W tym roku przypada na 25 listopada. Zapewne każdy z nas o nim słyszał, a większość już czeka na niego z niecierpliwością. Mowa oczywiście o Black Friday. Pytanie, skąd wywodzi się właśnie taka nazwa.
Black Friday w tłumaczeniu z języka angielskiego to dosłownie “Czarny Piątek”. Wywodzi się z tradycji Stanów Zjednoczonych Ameryki. Jest to piątek tuż po Dniu Dziękczynienia. Wiele osób utożsamia go również z rozpoczęciem sezonu zakupów przed świętami Bożego Narodzenia.
Wraz z początkiem XXI wieku zwyczaj zyskiwał na popularności w coraz większej liczbie krajów na całym świecie. Związane to jest z propagowaniem tego dnia przez firmy z powodów komercyjnych.
Na przestrzeni lat powstało kilka teorii na temat nazwy, która została przyjęta na określenie największego święta zakupów i wyprzedaży.
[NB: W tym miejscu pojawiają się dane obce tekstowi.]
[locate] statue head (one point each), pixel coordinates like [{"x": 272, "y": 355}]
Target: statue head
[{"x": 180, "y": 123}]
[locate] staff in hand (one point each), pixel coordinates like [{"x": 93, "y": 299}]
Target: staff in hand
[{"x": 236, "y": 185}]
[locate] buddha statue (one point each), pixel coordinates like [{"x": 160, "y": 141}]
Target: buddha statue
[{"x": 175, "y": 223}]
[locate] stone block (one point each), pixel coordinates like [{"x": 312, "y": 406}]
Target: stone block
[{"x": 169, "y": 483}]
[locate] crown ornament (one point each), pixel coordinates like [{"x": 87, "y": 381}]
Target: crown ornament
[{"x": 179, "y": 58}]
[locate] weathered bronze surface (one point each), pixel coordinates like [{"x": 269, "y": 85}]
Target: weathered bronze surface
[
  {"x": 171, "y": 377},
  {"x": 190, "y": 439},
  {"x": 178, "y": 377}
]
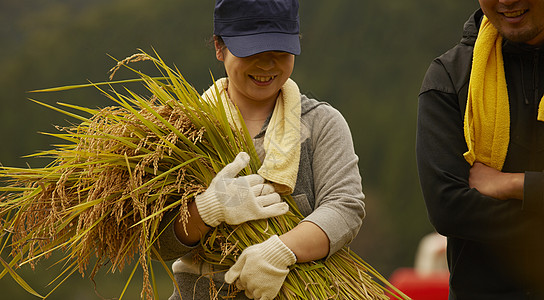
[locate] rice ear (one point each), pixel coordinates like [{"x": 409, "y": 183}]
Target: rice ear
[{"x": 123, "y": 167}]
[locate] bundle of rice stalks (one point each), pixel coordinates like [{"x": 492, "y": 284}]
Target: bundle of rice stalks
[{"x": 101, "y": 200}]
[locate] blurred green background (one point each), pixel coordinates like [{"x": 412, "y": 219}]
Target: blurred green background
[{"x": 366, "y": 58}]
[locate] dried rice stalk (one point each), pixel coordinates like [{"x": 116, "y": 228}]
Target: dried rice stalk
[{"x": 123, "y": 167}]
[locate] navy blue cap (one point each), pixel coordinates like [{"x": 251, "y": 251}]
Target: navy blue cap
[{"x": 249, "y": 27}]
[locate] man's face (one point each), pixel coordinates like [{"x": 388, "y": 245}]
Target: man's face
[{"x": 519, "y": 21}]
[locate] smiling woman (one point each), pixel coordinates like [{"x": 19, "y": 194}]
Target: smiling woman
[{"x": 304, "y": 146}]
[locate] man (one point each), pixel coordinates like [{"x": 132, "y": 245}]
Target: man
[{"x": 480, "y": 152}]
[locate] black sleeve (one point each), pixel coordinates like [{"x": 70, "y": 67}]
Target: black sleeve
[{"x": 453, "y": 207}]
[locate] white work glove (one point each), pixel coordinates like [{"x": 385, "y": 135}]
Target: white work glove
[
  {"x": 235, "y": 200},
  {"x": 261, "y": 269}
]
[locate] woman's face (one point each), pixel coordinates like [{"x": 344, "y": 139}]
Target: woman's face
[{"x": 256, "y": 78}]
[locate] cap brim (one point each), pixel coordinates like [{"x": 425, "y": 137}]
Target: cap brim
[{"x": 247, "y": 45}]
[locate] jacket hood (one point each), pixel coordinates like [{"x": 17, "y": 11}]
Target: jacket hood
[{"x": 471, "y": 27}]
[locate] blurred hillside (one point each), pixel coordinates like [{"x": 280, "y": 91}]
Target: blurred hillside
[{"x": 366, "y": 58}]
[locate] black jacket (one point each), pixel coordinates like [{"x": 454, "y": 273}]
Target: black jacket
[{"x": 495, "y": 248}]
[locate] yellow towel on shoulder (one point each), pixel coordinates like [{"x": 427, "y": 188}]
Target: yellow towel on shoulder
[
  {"x": 487, "y": 115},
  {"x": 282, "y": 137}
]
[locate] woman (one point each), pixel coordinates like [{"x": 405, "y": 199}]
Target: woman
[{"x": 305, "y": 146}]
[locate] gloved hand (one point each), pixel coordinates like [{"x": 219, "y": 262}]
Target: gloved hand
[
  {"x": 235, "y": 200},
  {"x": 261, "y": 269}
]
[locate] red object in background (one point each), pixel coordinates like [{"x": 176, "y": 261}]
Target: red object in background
[{"x": 433, "y": 286}]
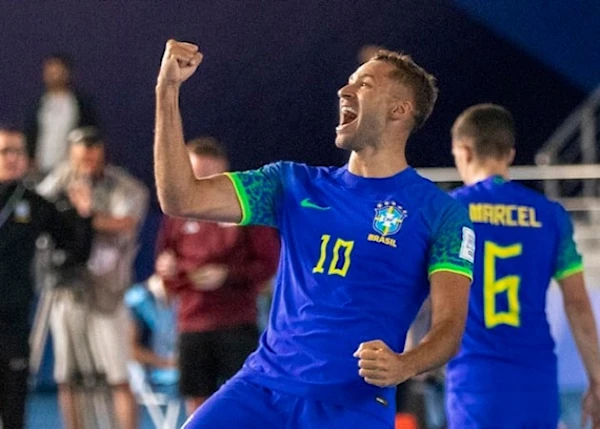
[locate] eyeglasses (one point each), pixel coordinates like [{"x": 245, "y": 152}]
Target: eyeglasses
[{"x": 12, "y": 151}]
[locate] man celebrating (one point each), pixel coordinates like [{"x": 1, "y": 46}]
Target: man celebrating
[{"x": 363, "y": 245}]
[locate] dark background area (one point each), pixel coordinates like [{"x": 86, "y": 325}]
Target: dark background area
[{"x": 268, "y": 83}]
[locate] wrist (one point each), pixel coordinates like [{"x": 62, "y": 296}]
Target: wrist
[{"x": 163, "y": 85}]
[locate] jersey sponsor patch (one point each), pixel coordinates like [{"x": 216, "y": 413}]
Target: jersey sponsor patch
[
  {"x": 388, "y": 218},
  {"x": 467, "y": 246}
]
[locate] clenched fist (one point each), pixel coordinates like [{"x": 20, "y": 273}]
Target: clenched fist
[
  {"x": 379, "y": 365},
  {"x": 179, "y": 62}
]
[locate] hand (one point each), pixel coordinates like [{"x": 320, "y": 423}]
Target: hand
[
  {"x": 379, "y": 365},
  {"x": 209, "y": 277},
  {"x": 179, "y": 62},
  {"x": 80, "y": 196},
  {"x": 166, "y": 265},
  {"x": 591, "y": 407}
]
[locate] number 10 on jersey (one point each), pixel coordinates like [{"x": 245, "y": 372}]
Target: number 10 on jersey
[{"x": 341, "y": 250}]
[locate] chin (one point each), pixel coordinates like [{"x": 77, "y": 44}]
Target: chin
[{"x": 344, "y": 142}]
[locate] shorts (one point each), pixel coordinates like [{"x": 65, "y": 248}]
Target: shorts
[
  {"x": 89, "y": 342},
  {"x": 503, "y": 410},
  {"x": 242, "y": 404},
  {"x": 208, "y": 359}
]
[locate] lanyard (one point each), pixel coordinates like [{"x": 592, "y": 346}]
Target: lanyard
[{"x": 11, "y": 204}]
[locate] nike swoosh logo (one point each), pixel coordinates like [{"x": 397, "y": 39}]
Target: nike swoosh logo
[{"x": 306, "y": 203}]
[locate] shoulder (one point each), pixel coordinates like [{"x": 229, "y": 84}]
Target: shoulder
[{"x": 438, "y": 207}]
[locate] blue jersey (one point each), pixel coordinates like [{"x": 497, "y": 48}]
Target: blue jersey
[
  {"x": 523, "y": 240},
  {"x": 354, "y": 267}
]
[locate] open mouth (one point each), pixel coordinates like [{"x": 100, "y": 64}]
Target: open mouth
[{"x": 347, "y": 117}]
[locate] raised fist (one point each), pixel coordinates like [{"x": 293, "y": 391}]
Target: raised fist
[{"x": 179, "y": 62}]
Jedna z nich związana jest z rokiem 1981 i użyciem tego określenia po raz pierwszy w mediach.
Black Friday odnosił się do dnia, w którym sprzedawcy sklepów zaczynali zarabiać. Wówczas księgowość prowadzona była papierowo. W celu przejrzystości zapisów powszechnie używano dwóch kolorów – czerwonym zapisywano straty poniesione przez firmy w danym okresie, a koloru czarnego używano w przypadku uzyskanego zysku.
Kolejna teoria związana jest z 24 października 1929 roku, z tak zwanym Czarnym Czwartkiem. W ten dzień doszło do gwałtownego spadku cen akcji notowanych na Nowojorskiej Giełdzie Papierów Wartościowych. Obecnie, ów krach na giełdzie amerykańskiej jest powszechnie uznawany za jeden z objawów rozpoczynającego się wielkiego kryzysu tamtych czasów.
Z biegiem czasu i rozwoju nowych technologii, oprócz listopadowego Black Friday, coraz częściej spotykany jest Cyber Monday, tak zwany Cyberponiedziałek. Schemat funkcjonowania obu dni jest niemal identyczny. Sklepy, ale tym razem internetowe oferują atrakcyjne wyprzedaże i zniżki, mające na celu zachęcać konsumentów do wydania pieniędzy właśnie u nich.